Massimo Mauro ha vissuto il calcio degli anni 80 e 90, quando il campionato italiano era al centro del mondo e il numero di partite era nettamente inferiore a quello di adesso.

Mauro, cosa pensa dei giocatori che si lamentano per il calendario troppi fitto?

«Che andrebbe benissimo giocare una ventina di partite in meno all’anno, a patto però di guardare anche il rovescio della medaglia e abbassare l’ingaggio di un paio di milioni di euro».

Il solito discorso dei guadagni esagerati?

«Non voglio fare populismo, però quando sento di stipendi da 100 mila euro al mese o di ingaggi da 3-4 milioni a stagione solo per aver fatto un buon campionato, un certo senso di indignazione ci può stare».

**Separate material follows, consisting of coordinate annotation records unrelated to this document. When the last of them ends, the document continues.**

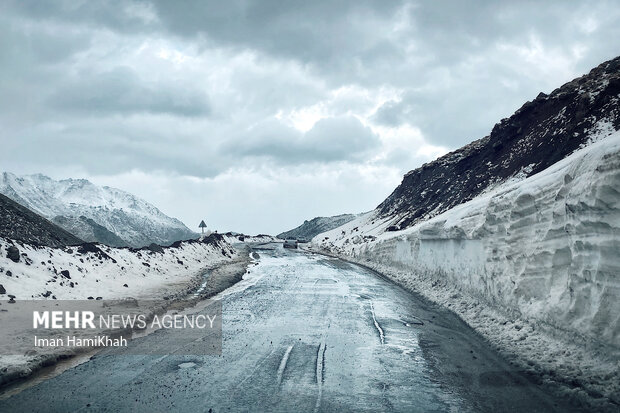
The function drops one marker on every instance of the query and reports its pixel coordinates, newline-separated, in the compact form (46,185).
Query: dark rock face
(21,224)
(539,134)
(12,253)
(154,248)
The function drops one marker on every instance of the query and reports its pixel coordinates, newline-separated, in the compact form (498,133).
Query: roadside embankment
(532,265)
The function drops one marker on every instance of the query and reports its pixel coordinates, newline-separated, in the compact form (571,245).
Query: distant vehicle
(290,243)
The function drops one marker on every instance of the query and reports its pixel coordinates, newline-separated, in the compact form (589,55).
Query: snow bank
(96,270)
(540,255)
(249,239)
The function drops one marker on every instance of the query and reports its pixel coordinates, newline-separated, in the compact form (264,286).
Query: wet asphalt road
(306,333)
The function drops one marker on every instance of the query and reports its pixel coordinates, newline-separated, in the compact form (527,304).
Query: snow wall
(547,247)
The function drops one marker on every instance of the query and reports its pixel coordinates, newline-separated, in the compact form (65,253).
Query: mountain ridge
(94,213)
(21,224)
(536,136)
(310,228)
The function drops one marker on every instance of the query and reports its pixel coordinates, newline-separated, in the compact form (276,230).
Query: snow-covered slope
(532,264)
(92,270)
(309,229)
(94,213)
(539,134)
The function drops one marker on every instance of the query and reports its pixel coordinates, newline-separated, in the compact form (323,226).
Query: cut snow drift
(543,250)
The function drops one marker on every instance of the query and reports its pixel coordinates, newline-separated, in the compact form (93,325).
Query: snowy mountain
(309,229)
(19,223)
(518,233)
(93,213)
(536,136)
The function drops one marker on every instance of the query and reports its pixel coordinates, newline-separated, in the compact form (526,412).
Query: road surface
(306,333)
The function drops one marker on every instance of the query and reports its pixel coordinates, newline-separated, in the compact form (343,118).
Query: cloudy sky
(256,115)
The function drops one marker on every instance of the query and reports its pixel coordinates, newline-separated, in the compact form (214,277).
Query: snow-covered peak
(66,201)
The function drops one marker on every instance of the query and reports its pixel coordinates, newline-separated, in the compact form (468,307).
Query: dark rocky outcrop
(536,136)
(21,224)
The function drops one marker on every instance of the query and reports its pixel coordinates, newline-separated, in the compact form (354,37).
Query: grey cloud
(121,91)
(329,140)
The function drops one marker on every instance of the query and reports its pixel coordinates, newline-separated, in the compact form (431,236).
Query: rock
(155,248)
(12,253)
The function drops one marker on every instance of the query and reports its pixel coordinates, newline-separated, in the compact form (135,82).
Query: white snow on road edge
(532,265)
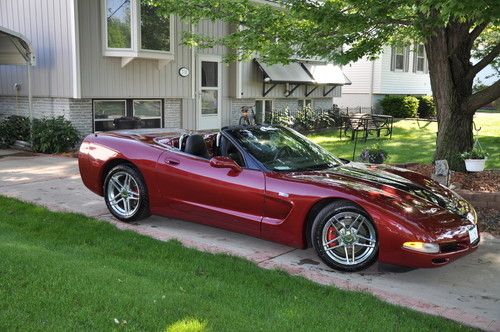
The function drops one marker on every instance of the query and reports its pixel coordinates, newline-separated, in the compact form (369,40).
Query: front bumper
(449,251)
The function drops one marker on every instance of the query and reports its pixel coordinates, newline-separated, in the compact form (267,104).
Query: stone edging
(489,200)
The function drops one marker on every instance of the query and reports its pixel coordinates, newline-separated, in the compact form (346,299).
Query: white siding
(252,86)
(47,24)
(104,77)
(360,74)
(392,82)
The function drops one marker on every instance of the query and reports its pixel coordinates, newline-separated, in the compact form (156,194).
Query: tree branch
(484,97)
(477,31)
(484,62)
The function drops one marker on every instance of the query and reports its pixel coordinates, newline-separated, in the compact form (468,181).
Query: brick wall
(78,111)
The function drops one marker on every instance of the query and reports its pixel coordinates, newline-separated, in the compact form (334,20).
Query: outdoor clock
(183,71)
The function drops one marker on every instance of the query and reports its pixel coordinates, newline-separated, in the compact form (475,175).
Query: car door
(193,190)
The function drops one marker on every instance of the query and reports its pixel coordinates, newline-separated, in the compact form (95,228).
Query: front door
(193,190)
(209,72)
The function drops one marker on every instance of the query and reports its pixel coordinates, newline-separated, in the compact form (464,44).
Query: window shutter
(407,58)
(393,58)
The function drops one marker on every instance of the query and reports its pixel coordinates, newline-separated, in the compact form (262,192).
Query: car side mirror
(225,162)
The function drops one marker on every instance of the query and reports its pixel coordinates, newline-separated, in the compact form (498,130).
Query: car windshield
(283,149)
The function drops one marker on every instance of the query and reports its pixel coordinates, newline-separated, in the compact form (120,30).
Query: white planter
(475,165)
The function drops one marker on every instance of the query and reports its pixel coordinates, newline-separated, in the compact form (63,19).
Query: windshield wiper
(318,167)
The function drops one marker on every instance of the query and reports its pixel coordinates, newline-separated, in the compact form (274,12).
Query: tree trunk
(448,55)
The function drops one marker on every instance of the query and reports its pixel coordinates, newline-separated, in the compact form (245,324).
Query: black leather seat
(195,145)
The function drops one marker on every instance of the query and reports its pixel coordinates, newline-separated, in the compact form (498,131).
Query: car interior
(208,146)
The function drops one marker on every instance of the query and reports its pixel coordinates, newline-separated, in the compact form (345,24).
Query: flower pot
(475,165)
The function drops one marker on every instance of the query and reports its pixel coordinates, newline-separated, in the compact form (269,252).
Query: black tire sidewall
(143,210)
(317,229)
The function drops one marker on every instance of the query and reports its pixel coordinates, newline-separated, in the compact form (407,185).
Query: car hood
(408,187)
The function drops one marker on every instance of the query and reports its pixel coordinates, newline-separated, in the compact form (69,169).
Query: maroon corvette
(273,183)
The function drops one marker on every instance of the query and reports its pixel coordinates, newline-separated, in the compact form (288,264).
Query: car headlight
(429,248)
(472,215)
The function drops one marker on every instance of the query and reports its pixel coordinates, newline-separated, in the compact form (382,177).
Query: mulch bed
(486,181)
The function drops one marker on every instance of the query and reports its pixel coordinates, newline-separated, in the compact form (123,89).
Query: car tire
(345,237)
(126,194)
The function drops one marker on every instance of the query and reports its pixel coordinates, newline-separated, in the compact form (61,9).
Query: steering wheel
(284,150)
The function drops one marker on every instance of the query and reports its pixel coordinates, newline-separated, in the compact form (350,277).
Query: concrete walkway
(467,291)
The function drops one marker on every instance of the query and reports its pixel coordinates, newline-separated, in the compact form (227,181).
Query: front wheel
(126,194)
(344,237)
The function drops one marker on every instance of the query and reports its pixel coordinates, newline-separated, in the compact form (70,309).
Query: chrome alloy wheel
(123,194)
(349,238)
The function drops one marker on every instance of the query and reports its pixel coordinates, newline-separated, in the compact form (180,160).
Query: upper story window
(118,24)
(420,59)
(399,58)
(135,29)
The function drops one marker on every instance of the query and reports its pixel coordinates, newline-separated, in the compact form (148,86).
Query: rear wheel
(344,237)
(126,194)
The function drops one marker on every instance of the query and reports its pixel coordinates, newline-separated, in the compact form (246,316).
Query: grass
(415,141)
(63,271)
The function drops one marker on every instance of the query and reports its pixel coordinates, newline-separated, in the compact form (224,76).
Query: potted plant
(475,159)
(374,154)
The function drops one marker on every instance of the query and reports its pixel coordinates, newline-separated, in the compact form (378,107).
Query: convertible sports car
(271,182)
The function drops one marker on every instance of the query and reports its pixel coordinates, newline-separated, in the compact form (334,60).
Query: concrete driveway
(467,290)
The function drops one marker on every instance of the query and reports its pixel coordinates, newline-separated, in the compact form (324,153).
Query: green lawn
(414,141)
(62,271)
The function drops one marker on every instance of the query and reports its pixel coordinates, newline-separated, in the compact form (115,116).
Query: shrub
(426,107)
(399,106)
(305,119)
(374,154)
(54,135)
(279,117)
(14,128)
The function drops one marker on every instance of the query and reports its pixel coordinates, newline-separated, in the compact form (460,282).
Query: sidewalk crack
(271,258)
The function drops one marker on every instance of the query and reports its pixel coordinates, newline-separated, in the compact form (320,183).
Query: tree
(448,29)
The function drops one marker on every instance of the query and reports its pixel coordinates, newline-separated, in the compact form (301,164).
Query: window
(118,23)
(150,111)
(209,88)
(420,58)
(133,28)
(399,58)
(305,103)
(105,111)
(155,29)
(263,110)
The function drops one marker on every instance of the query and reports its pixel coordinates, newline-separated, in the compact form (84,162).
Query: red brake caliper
(332,234)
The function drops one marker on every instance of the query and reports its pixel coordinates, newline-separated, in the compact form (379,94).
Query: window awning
(327,74)
(290,73)
(15,49)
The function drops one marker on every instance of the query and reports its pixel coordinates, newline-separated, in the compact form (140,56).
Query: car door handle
(172,161)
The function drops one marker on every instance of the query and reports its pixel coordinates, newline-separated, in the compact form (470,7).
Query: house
(97,60)
(398,71)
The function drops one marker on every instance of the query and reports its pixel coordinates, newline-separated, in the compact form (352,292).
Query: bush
(399,106)
(426,107)
(279,117)
(374,154)
(305,119)
(54,135)
(14,128)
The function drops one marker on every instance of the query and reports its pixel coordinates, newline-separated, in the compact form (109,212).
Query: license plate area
(473,234)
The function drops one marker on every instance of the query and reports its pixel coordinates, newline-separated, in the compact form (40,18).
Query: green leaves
(337,30)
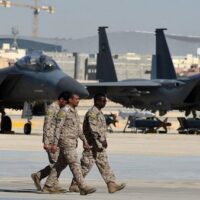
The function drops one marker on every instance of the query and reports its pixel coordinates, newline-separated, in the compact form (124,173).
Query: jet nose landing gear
(27,128)
(6,123)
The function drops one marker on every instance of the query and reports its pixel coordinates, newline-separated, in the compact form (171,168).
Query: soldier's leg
(56,170)
(43,173)
(104,167)
(75,168)
(87,161)
(107,173)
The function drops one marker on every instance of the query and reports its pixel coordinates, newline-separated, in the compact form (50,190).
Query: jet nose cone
(71,85)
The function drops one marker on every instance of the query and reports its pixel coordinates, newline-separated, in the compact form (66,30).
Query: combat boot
(74,187)
(36,181)
(53,190)
(114,187)
(87,190)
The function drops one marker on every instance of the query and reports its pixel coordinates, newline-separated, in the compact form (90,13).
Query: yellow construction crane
(36,10)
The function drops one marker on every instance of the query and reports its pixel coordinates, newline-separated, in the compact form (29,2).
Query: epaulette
(92,115)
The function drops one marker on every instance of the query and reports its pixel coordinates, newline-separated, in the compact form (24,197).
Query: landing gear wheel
(6,124)
(27,128)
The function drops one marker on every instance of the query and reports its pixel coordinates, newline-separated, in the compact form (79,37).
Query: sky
(81,18)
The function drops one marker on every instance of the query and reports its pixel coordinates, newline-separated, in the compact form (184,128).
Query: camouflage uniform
(48,137)
(94,128)
(66,137)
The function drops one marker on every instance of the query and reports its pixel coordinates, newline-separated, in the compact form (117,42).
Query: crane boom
(36,10)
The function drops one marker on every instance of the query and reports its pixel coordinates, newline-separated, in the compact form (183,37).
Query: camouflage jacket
(68,128)
(50,123)
(94,127)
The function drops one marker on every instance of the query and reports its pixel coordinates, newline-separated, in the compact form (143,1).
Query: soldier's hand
(87,146)
(54,148)
(46,147)
(105,144)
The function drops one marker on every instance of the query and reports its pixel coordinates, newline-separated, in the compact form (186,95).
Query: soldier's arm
(80,133)
(49,122)
(59,124)
(95,131)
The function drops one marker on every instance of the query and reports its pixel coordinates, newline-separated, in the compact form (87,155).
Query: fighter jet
(164,92)
(29,84)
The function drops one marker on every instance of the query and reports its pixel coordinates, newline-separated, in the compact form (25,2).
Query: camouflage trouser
(53,157)
(101,159)
(66,157)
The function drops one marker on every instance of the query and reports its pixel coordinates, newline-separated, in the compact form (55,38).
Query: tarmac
(153,166)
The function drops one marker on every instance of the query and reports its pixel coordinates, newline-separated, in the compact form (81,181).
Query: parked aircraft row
(36,79)
(164,92)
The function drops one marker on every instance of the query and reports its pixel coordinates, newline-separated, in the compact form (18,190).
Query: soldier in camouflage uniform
(66,138)
(48,137)
(94,128)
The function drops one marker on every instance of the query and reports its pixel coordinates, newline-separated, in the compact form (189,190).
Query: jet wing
(124,84)
(7,83)
(122,88)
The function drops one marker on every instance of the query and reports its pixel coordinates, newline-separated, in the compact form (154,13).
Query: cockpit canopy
(36,62)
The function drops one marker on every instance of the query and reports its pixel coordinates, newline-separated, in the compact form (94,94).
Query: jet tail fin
(164,68)
(105,66)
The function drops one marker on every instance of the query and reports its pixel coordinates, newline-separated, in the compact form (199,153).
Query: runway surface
(153,167)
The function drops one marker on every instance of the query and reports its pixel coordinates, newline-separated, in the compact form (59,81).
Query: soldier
(94,128)
(48,131)
(66,137)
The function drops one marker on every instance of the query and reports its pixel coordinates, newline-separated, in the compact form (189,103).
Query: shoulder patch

Però giocare troppo causa molti infortuni. Mbappé, uno degli infortunati del momento, a 26 anni ha già giocato più partite di Platini in tutta la carriera.

«Anche ai miei tempi ci si faceva male. E poi adesso le squadre hanno rose di 30 giocatori e ci sono 5 sostituzioni a partita. Pure noi tra nazionali, campionato e coppe giocavamo parecchie partite, ma con meno giocatori. Insomma, finiamola di parlare del calcio come usurante. È uno sport in cui regna la tensione della responsabilità del risultato. Ma per il resto lavori all’area aperta e sotto stretto controllo medico. Non vedo la sofferenza».

Però tutte queste partite senza sosta, le competizioni che aumentano, i format giganteschi: si può fermare questo trend?

«Penso che giocare spesso non sia un problema per la salute dei giocatori, perché la partita sostituisce l’allenamento. Anzi è anche meglio».

Sofferenza e calcio, sembra che l’abbinamento la infastidisca.

«Il termine che dà più fastidio è sacrificio. Lo usano un po’ troppo anche tecnici di primo piano come Conte e Thiago Motta. Ma il sacrificio è fare lo straordinario in un lavoro normale per comprare i libri di scuola ai propri figli».

Insomma, i calciatori non hanno neanche il diritto di lamentarsi?

«Certo che ne hanno il diritto, sono stato calciatore anche io. Solo che lo fanno sempre dopo aver messo al sicuro la firma sul contratto».

Come si può risolvere tutta la questione?

«Le rappresentanze sindacali devono trovare un equilibrio tra calendario e guadagni. Riduciamo le partite, va bene, però bisogna anche combattere la follia di certi contratti. In Italia questo discorso lo può portare avanti l’Assocalciatori, solo che non vedo la statura per modificare un mondo dominato dagli interessi. Ad esempio: si gioca troppo? E allora mettiamo un freno alle infinite e remunerative trasferte intercontinentali per le amichevoli estive».

Una malignità. Mica sarà invidioso del ricco calcio di oggi?

«Neanche per sogno. Ho giocato in squadra con Maradona, Platini e Zico, ho affrontato da avversario Falcao, Krol, e sicuramente ne me dimentico qualcuno. Aver fatto parte di quel calcio non ha prezzo».